Alderson leaned down to look at his watch in a stray beam of light that fell from the instrument panel. “Sort of late, too—maybe I'd better wait until morning to see her.”

They rode for a moment in silence and then Don Walling felt himself impelled to ask. “Do you think there is any chance, Fred, that Mrs. Prince might change her attitude toward the company now that Avery Bullard is dead—that she might sell her stock?”

Alderson hesitated. “I was thinking about the same thing. Yes, I'd better see her tonight. She'll probably appreciate my stopping, anyway. It's right up here in the next block, Don. Just drop me off. I can walk home afterward.”
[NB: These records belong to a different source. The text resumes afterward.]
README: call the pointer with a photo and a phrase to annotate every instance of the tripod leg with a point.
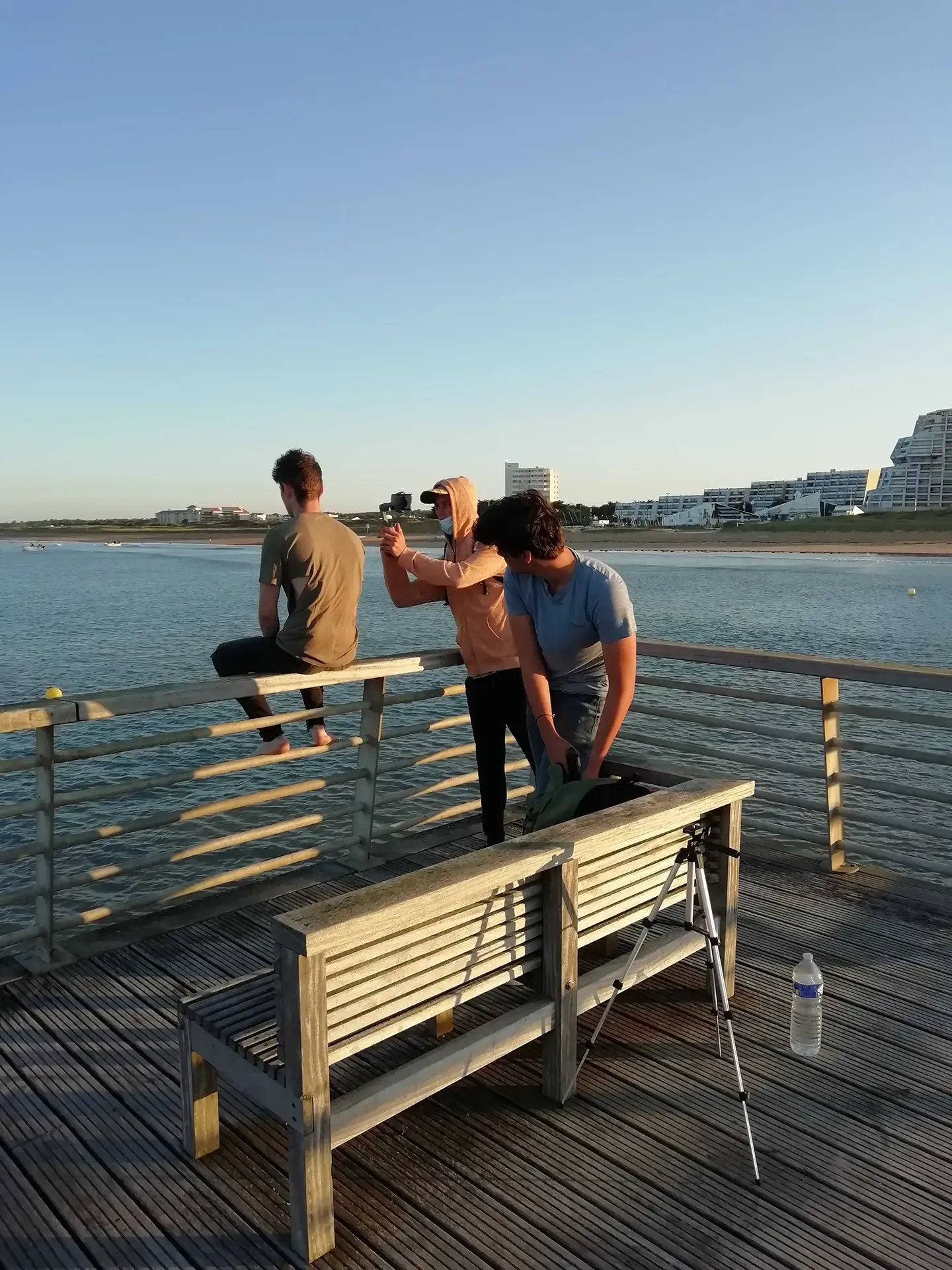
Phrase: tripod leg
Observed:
(709, 962)
(709, 952)
(705, 896)
(647, 923)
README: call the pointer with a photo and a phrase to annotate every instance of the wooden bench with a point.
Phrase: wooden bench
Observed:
(360, 968)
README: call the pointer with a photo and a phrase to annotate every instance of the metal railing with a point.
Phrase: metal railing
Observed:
(63, 835)
(727, 710)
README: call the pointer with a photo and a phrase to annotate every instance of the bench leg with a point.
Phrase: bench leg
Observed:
(200, 1099)
(560, 976)
(311, 1193)
(307, 1079)
(725, 890)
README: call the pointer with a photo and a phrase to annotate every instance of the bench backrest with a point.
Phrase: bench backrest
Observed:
(409, 949)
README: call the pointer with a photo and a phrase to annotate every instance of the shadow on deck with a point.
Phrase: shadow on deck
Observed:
(647, 1166)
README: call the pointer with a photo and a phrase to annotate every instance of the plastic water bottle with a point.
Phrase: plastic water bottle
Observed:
(807, 1010)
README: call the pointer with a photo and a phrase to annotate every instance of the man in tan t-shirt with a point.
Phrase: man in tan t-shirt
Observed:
(319, 566)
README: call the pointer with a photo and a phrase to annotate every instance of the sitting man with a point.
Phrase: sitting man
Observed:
(471, 582)
(574, 632)
(319, 564)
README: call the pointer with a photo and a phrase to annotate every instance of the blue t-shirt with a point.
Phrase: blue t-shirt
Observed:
(573, 624)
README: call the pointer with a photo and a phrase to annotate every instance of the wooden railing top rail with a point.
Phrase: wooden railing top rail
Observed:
(28, 715)
(81, 708)
(936, 680)
(337, 925)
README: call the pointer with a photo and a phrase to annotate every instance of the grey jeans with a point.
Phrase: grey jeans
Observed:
(575, 720)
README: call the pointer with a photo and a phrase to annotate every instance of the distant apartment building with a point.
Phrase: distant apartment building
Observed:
(729, 499)
(229, 513)
(847, 488)
(770, 493)
(920, 476)
(651, 511)
(543, 479)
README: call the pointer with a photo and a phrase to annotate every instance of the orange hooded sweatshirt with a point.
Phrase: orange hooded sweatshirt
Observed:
(469, 578)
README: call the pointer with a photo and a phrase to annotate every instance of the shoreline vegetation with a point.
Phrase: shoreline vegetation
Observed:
(918, 534)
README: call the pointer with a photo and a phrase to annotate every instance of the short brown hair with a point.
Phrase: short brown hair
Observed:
(300, 470)
(520, 524)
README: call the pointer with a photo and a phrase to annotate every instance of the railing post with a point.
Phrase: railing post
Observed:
(829, 693)
(367, 762)
(45, 842)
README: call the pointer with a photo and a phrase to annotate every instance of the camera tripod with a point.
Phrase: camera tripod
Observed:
(692, 855)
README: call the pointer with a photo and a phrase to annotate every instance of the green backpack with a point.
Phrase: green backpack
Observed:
(568, 796)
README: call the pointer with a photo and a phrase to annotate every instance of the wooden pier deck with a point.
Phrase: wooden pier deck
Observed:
(647, 1167)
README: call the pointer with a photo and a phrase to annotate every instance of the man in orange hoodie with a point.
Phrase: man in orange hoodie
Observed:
(470, 579)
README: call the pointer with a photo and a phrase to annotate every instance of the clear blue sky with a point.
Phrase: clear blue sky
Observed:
(656, 245)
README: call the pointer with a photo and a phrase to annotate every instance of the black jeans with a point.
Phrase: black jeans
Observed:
(496, 701)
(262, 656)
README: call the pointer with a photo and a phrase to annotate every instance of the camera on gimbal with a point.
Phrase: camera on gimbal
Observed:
(397, 505)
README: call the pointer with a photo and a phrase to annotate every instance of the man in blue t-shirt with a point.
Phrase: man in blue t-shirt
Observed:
(574, 632)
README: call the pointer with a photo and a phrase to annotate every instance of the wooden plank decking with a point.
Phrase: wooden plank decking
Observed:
(647, 1167)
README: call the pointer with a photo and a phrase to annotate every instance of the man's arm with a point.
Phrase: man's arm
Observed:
(619, 663)
(485, 563)
(404, 591)
(536, 681)
(268, 609)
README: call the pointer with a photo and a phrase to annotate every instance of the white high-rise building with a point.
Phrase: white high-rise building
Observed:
(543, 479)
(920, 476)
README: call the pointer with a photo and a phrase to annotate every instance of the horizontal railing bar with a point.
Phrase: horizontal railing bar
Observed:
(30, 715)
(448, 784)
(777, 698)
(418, 730)
(71, 921)
(446, 813)
(721, 690)
(912, 756)
(143, 784)
(914, 792)
(763, 826)
(753, 761)
(19, 937)
(184, 816)
(909, 716)
(169, 697)
(157, 859)
(20, 894)
(401, 765)
(9, 854)
(17, 765)
(207, 733)
(8, 810)
(799, 663)
(405, 698)
(756, 730)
They were already at the corner and Don Walling touched the brakes, pulling in toward the long white wall that guarded the old Tredway home from the street, stopping where the wall opened for the driveway.

Alderson started to get out and then, suddenly he was frozen into immobility.

Walling turned in quick alarm. “Fred, what's the—”

Then he saw it. Loren Shaw's car was already parked in the drive.

CHICAGO, ILLINOIS

9.09 P.M. CDT

The trained eyes of the airport porters watched the passengers coming in through Gate 9, expertly calculating their potentialities. Three made an almost simultaneous lunge for the handsome, prematurely gray man who was obviously the pick of the lot. The quickest-footed won and J. Walter Dudley handed over his checks.